Lecture 4: Research Questions for Predictions I Flashcards
What are the rules for associations?
- Statement ending in a question mark
- All relevant constructs included
- Indicated relevant population
- Use “predict” as the driving word
*What is a variation?
The total amount of variability in a distribution of scores from the mean. It is measured by the sum of squared deviation scores (sum of squares).
*What is variance?
The average sums of squares in a distribution of scores (both in population and samples). It is expressed in a squared metric, relative to the scores on which it is calculated.
*What is a standard deviation?
The square root of variance (both in populations and samples).
What is the difference between a correlation and a regression?
A correlation defines a symmetrical relationship, where a regression defines an asymmetrical relationship (X and Y axis matters).
What is a correlation?
The standardised covariance calculated by knowing the SD.
What is a covariance?
An unstandardised measure of the strength and direction of the association between scores on two variables.

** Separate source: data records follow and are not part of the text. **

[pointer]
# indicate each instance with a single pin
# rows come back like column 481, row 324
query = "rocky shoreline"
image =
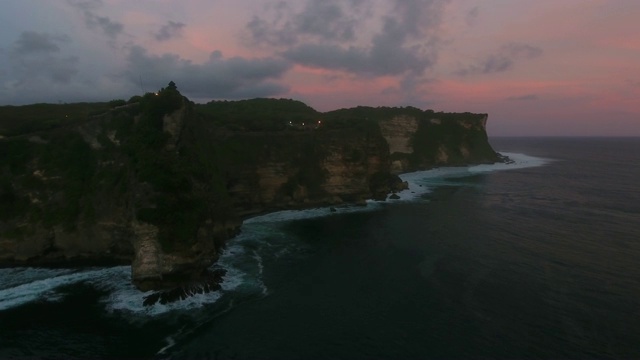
column 162, row 185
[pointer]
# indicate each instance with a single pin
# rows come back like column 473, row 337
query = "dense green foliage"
column 17, row 120
column 181, row 186
column 258, row 114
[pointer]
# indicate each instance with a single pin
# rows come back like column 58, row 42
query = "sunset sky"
column 537, row 67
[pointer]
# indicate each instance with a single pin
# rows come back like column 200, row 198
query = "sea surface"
column 539, row 258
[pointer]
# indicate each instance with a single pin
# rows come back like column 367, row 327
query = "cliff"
column 161, row 182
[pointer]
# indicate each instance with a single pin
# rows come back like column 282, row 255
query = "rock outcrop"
column 162, row 183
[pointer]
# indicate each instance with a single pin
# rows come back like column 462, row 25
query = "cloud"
column 34, row 42
column 504, row 59
column 526, row 97
column 35, row 58
column 324, row 35
column 216, row 78
column 330, row 20
column 169, row 31
column 109, row 27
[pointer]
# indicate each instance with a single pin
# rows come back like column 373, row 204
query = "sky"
column 556, row 67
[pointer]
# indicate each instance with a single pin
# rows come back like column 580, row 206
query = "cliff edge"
column 161, row 183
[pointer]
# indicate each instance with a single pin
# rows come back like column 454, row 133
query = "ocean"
column 533, row 259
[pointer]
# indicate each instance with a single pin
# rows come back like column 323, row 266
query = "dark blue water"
column 537, row 259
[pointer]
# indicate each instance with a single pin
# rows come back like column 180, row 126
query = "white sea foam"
column 39, row 289
column 421, row 182
column 289, row 215
column 23, row 285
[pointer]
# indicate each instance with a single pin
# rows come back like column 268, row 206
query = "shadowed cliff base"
column 165, row 182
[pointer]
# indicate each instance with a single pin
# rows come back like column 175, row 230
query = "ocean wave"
column 421, row 182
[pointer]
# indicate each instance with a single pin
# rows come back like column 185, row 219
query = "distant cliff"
column 161, row 182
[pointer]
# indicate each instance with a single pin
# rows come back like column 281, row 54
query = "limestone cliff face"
column 161, row 186
column 436, row 139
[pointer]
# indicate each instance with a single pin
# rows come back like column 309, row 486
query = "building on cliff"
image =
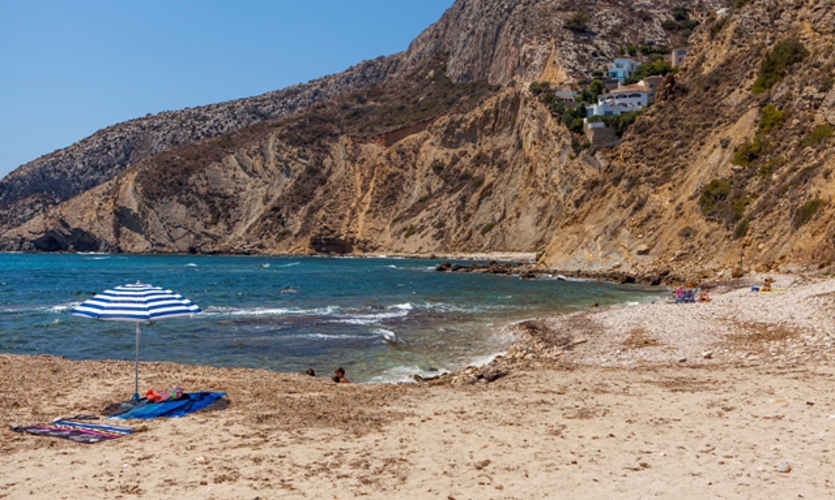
column 621, row 69
column 677, row 56
column 626, row 98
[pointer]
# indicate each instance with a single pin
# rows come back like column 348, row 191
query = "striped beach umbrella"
column 138, row 303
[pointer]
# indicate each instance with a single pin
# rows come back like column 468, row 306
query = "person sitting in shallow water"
column 339, row 376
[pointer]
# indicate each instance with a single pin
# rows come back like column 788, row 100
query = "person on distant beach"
column 339, row 376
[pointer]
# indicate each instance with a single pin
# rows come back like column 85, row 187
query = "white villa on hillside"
column 622, row 68
column 626, row 98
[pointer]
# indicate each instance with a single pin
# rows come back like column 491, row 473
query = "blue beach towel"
column 189, row 403
column 76, row 431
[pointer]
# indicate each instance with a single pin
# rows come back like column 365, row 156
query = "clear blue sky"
column 69, row 68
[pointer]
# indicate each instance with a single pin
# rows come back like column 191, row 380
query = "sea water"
column 382, row 319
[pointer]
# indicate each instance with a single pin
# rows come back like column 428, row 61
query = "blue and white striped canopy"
column 137, row 302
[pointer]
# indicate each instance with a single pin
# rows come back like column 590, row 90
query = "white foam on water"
column 328, row 336
column 389, row 336
column 269, row 311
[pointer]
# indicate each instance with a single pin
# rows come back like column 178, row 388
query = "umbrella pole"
column 136, row 385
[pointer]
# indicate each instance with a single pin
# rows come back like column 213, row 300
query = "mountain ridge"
column 386, row 167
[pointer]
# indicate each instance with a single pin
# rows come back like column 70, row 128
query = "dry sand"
column 730, row 399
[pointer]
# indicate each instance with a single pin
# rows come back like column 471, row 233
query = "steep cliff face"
column 489, row 173
column 723, row 173
column 451, row 151
column 494, row 40
column 58, row 176
column 500, row 41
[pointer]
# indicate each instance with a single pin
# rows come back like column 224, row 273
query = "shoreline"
column 724, row 399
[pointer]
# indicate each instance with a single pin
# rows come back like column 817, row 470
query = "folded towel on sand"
column 75, row 431
column 189, row 403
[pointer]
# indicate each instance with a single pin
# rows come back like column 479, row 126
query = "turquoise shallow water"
column 383, row 319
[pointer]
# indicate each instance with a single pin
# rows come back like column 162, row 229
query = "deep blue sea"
column 382, row 319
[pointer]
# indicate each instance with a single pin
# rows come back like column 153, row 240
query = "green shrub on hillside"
column 658, row 67
column 538, row 87
column 741, row 229
column 805, row 213
column 717, row 26
column 750, row 152
column 577, row 23
column 771, row 118
column 767, row 169
column 777, row 63
column 817, row 135
column 717, row 190
column 622, row 122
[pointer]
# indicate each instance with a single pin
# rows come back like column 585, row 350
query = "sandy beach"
column 726, row 399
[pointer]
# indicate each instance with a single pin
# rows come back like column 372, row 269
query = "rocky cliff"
column 449, row 149
column 495, row 41
column 58, row 176
column 723, row 174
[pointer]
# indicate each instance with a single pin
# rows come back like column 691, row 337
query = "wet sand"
column 730, row 399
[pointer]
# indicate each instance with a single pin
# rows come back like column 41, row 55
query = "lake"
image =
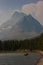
column 18, row 58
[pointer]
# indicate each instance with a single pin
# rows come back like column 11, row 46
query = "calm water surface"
column 18, row 59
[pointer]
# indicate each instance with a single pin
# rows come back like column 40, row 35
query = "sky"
column 8, row 7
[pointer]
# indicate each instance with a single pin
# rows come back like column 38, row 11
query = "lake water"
column 18, row 59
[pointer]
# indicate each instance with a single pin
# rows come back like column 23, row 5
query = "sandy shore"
column 40, row 62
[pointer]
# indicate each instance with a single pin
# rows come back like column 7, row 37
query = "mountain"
column 20, row 26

What is a linear regression line?
The line of best fit.
How are regression parameters estimated?
Using the ordinary least squares (OLS) estimator.
What is the difference between a simple linear regression model and a multiple linear regression model?
A multiple linear regression model can contain more than one independent variable, and the correlation among the IVs is partial led out.
What is the intercept in a linear regression model?
The predicted value on the dependent variable (Y-axis) when the score on the independent variable (X-axis) is zero.